A contratação direta se deu justamente com o Instituto Vidas Parceiras pelo valor de R$ 48.000,00, entidade que havia apresentado, outrora, o valor estimado de R$ 92.903,22. O que causa maior perplexidade é que o valor contratado foi superior ao estimado pela empresa CESFPA, sendo esta empresa preterida, mesmo tendo, em fase prévia de estimativa, ofertado valor inferior ao contratado com o “Vidas Parceiras”.

“Conclui-se que a SIMS mantinha uma verdadeira associação criminosa para fraudar licitações e causar prejuízo ao erário, de forma descarada e sem qualquer respaldo legal e constitucional”, reforça o promotor Manoel Edi.

Cada demandado tinha um papel importante no esquema criminoso

Marília Góes era a mentora de todo o esquema, sendo a ordenadora de despesas, na qualidade de secretária da SIMS, de modo que tinha conhecimento e compactuava com todas as fraudes perpetradas no interior da secretaria, da qual ela era gestora.

Hécia Sousa era secretária adjunta da SIMS e, ainda, mantinha relação estreita com os donos do Instituto Vidas Parceiras. No decorrer das investigações foi autorizada a interceptação telefônica dos envolvidos, ficando clara a sua ligação com Carlos Colana e a conduta desvirtuada dos envolvidos no trato de convênios.

Júlio Cesar Paes de Araújo era o Gerente da Unidade de Material e Patrimônio e foi o responsável pelo envio da estimativa de preços, a qual foi negada pelas três empresas, supostamente, participantes. Logo, era conhecedor da fraude desde o seu princípio.

Marcus Vinicius de Barros era o pregoeiro responsável pela licitação, sendo omisso na observância aos dispositivos legais, bem como, declarou o Instituto Vidas Parceiras como empresa vencedora, sendo a única participante do pregão.

Paulo Roberto e Carlos Colona como representantes da empresa vitoriosa foram diretamente beneficiados pelo esquema fraudulento, que gerou enorme prejuízo ao erário público.

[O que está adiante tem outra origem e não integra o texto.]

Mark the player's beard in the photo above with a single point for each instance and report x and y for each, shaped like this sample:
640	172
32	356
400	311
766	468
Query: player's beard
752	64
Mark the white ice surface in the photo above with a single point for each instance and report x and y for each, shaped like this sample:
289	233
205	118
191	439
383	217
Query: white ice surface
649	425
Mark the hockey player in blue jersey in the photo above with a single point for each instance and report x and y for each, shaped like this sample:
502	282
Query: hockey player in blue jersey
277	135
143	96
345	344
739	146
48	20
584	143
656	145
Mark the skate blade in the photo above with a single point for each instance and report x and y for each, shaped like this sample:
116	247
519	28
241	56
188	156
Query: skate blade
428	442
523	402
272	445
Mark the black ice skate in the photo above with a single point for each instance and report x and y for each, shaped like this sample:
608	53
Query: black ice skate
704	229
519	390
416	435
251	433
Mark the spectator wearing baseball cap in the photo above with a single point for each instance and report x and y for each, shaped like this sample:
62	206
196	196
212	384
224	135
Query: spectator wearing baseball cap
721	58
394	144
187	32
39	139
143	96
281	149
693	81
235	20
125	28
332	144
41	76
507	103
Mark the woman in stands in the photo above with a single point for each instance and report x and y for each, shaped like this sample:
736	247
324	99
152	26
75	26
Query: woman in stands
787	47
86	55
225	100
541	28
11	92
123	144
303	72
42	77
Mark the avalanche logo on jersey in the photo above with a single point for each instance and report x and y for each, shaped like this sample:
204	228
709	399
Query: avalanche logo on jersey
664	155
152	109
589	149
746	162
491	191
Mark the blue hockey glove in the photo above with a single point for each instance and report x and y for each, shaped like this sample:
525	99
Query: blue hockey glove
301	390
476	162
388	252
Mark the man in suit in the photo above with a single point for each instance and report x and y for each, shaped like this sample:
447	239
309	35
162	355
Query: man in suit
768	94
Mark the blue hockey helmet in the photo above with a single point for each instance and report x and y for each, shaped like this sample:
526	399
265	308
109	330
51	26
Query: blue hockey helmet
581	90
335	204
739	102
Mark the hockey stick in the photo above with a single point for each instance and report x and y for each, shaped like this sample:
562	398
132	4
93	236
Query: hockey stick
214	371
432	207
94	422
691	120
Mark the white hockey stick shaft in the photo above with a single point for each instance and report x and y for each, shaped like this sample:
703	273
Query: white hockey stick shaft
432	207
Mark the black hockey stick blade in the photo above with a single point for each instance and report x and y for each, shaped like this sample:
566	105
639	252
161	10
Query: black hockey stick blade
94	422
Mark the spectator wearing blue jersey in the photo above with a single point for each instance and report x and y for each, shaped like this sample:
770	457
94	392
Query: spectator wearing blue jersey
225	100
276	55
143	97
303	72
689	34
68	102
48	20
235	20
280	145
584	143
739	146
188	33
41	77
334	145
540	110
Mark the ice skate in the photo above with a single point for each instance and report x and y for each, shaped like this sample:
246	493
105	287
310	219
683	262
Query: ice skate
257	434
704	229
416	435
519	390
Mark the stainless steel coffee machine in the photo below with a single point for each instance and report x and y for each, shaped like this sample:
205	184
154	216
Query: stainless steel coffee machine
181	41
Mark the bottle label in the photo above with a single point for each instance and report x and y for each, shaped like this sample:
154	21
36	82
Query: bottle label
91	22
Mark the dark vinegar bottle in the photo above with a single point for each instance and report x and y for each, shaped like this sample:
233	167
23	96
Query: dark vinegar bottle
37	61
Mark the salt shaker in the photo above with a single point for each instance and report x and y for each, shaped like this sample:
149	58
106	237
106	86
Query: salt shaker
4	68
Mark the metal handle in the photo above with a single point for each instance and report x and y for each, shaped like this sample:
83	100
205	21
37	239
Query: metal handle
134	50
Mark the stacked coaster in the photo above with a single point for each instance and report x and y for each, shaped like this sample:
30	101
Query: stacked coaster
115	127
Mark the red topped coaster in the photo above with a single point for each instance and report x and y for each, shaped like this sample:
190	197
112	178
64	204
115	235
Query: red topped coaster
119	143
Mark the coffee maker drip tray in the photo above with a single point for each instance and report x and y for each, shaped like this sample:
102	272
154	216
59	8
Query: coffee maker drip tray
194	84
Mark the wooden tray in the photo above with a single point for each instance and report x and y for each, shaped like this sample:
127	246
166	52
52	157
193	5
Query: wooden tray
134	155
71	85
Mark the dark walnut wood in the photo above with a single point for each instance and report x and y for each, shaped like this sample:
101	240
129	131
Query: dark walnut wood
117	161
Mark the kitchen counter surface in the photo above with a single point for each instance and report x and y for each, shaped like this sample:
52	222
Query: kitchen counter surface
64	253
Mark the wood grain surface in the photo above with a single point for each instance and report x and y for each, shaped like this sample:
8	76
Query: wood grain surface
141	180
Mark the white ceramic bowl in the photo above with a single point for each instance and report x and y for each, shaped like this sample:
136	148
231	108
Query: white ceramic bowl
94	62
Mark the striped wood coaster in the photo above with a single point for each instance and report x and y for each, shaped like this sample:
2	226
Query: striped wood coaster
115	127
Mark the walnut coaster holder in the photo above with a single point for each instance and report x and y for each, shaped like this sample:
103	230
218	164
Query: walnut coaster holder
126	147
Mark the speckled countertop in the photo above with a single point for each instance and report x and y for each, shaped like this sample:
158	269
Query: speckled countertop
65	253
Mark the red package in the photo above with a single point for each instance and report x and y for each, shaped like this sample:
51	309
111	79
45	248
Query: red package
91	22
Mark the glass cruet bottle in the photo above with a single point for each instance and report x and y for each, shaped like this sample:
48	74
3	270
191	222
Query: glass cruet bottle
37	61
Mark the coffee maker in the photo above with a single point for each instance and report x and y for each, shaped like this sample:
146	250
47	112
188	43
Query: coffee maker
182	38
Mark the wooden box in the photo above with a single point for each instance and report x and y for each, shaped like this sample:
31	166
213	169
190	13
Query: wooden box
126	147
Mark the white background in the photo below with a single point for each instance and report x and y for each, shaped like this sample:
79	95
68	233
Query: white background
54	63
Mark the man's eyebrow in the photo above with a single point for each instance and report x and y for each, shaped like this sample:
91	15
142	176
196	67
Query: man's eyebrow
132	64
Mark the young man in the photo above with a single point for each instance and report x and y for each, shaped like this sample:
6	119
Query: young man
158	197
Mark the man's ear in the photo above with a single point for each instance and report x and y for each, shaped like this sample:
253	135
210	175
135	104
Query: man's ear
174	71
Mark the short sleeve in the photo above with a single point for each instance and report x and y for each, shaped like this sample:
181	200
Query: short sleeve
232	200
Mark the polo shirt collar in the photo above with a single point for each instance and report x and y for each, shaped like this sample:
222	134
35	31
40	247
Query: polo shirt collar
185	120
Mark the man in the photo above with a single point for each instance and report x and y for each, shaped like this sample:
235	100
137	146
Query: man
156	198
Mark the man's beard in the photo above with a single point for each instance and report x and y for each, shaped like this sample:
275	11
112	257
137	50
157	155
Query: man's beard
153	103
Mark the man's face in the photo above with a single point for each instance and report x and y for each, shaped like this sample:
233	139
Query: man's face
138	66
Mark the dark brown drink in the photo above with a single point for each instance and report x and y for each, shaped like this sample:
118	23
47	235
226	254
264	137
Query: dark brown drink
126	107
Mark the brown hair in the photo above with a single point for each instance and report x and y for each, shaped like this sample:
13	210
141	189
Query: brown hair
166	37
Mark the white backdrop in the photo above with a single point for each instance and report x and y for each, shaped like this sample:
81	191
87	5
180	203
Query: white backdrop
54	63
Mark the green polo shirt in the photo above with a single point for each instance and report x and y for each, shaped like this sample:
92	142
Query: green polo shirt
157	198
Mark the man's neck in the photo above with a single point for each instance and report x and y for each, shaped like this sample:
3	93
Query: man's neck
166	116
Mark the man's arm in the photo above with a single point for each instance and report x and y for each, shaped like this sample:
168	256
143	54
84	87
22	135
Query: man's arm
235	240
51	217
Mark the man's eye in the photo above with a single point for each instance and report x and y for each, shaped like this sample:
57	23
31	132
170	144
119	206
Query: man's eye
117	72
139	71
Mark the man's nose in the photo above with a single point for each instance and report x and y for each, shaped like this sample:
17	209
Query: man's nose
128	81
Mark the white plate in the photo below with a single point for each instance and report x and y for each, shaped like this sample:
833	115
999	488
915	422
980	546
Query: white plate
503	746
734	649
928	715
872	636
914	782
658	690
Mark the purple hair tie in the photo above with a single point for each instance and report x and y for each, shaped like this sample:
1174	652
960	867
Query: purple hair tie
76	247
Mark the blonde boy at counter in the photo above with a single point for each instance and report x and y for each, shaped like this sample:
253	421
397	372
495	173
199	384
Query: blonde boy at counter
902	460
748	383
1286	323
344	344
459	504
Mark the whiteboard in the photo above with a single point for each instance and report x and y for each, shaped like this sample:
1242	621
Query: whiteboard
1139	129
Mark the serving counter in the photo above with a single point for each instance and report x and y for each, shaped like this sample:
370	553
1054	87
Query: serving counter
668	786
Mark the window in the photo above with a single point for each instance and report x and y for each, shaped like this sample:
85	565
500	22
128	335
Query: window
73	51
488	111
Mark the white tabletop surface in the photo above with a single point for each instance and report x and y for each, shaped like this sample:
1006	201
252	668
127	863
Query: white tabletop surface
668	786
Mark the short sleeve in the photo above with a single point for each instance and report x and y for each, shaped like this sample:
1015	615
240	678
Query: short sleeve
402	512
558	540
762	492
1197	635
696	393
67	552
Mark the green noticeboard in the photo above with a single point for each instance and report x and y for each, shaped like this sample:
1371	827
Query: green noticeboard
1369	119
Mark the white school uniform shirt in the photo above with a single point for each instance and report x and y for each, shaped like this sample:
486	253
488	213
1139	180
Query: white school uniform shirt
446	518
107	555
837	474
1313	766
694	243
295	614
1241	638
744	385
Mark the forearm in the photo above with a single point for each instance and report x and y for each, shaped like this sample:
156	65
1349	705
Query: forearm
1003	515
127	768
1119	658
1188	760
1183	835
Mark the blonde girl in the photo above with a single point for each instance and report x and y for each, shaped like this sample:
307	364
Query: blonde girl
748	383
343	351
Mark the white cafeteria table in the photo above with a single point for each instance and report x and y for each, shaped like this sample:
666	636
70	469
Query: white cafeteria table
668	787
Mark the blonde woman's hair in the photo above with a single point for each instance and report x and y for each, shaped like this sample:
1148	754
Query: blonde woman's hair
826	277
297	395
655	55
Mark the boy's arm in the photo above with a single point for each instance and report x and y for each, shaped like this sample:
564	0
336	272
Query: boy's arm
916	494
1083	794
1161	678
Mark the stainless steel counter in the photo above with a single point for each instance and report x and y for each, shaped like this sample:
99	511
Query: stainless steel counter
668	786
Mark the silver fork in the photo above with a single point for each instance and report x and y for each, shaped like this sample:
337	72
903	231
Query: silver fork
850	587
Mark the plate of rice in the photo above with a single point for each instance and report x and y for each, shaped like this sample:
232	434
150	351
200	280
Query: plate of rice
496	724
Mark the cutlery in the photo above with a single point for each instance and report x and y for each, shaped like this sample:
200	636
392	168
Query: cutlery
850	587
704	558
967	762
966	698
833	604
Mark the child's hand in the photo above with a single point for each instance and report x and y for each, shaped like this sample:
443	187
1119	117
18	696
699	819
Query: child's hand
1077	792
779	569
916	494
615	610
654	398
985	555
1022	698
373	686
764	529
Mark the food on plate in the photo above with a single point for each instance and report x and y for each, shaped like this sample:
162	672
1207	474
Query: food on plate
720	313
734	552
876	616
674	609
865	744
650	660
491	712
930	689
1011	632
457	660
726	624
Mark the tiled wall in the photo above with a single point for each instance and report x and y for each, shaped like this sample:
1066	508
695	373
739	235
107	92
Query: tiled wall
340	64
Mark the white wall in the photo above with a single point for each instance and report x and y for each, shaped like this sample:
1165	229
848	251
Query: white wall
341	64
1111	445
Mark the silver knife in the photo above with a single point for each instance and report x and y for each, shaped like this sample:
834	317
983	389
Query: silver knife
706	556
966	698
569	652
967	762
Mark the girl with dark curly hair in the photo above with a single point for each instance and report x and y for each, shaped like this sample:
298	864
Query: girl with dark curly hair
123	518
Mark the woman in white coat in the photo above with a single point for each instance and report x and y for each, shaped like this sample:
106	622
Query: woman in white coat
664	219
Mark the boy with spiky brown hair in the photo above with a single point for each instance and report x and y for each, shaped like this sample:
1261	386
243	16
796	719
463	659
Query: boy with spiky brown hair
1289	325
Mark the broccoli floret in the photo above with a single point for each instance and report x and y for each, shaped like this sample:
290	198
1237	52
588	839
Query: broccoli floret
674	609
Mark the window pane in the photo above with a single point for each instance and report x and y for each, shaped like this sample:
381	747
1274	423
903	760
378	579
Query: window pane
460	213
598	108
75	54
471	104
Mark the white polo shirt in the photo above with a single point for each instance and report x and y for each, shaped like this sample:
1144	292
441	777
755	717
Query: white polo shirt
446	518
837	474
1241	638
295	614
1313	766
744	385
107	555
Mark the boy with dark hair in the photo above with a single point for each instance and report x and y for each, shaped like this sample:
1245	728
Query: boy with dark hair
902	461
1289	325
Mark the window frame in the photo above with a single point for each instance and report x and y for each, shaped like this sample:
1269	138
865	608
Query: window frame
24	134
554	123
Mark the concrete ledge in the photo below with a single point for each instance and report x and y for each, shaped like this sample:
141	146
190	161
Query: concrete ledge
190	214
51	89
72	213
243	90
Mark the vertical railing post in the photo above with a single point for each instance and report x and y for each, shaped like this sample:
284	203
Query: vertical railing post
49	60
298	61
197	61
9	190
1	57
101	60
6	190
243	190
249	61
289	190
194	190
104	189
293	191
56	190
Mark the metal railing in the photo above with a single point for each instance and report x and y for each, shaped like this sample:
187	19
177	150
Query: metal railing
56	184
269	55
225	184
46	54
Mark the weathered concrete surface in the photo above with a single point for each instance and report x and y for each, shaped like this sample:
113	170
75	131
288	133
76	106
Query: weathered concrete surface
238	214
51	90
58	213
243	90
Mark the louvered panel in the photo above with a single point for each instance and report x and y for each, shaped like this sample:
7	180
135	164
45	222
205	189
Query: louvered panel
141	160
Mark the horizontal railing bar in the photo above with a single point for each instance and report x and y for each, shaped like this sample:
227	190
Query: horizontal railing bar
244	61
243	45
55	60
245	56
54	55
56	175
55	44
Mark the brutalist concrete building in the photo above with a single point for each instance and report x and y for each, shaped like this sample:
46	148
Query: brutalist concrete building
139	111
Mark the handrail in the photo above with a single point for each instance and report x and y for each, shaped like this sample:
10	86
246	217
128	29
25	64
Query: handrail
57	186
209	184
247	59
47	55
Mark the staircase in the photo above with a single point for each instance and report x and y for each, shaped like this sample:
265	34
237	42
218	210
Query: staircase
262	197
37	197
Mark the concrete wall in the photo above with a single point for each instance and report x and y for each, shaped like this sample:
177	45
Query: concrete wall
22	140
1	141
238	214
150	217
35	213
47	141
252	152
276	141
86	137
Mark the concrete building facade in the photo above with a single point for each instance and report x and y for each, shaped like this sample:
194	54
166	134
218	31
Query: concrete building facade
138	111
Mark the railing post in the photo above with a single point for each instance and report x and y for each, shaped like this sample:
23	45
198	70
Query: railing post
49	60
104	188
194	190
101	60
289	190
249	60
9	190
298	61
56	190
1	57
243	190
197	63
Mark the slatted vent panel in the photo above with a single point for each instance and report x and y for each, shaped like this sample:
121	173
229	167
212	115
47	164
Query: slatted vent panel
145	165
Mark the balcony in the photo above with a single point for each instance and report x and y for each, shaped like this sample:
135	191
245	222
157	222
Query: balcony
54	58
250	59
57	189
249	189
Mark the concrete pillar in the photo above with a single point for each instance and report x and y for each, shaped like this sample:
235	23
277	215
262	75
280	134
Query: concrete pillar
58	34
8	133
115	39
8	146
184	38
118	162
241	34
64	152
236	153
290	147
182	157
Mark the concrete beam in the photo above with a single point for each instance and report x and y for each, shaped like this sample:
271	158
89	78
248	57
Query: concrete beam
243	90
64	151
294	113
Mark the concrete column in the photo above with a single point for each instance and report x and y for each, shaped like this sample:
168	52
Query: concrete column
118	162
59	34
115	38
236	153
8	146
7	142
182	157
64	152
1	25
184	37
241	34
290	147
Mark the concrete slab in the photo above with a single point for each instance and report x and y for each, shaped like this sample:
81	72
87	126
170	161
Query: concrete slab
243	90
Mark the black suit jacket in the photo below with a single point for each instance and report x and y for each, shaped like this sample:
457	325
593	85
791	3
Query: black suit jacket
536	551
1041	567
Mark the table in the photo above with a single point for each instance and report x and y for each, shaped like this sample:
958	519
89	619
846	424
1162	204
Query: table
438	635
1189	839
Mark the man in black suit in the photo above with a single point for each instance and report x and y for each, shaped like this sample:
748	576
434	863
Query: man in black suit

Dumitru Purcaru exercia o cargo de assessor de desenvolvimento institucional, vindo a, posteriormente, ocupar, de forma “curiosa”, a direção do Instituto Vidas Parceiras.

Crimes praticados

Fraude e dispensa ilegal de Licitação, delitos previstos nos artigos 89 e 90 da Lei Federal nº 8.666/93). “Há também, fortes indícios da prática de peculato (art. 312 do Código Penal) pelas denunciadas Marília Góes e Hécia Sousa, pois a análise da movimentação financeira e patrimonial demonstra que ambas possuíam bens, em valor e quantidade totalmente incompatíveis com as rendas declaradas, que, evidentemente, são resultado do esquema criminoso montado por ambas para fraudar licitações no âmbito da SIMS”, finaliza o promotor André Araújo.

Denunciados na Ação Penal

Marília Brito Xavier Góes; Hécia Maria da Silva Sousa; Julio Cesar Jacome Paes de Araújo; Marcus Vinicius de Barros; Paulo Roberto Chaves Rebolças; Carlos Colonna Filho e Dumitri Purcaru.

Ação por atos de improbidade administrativa

Os mesmos responderão, também, na esfera cível, por atos de improbidade administrativa, que visa, dentre outros, ressarcir o dano causado ao erário por meio do bloqueio de bens e outras medidas consideradas necessárias pela justiça.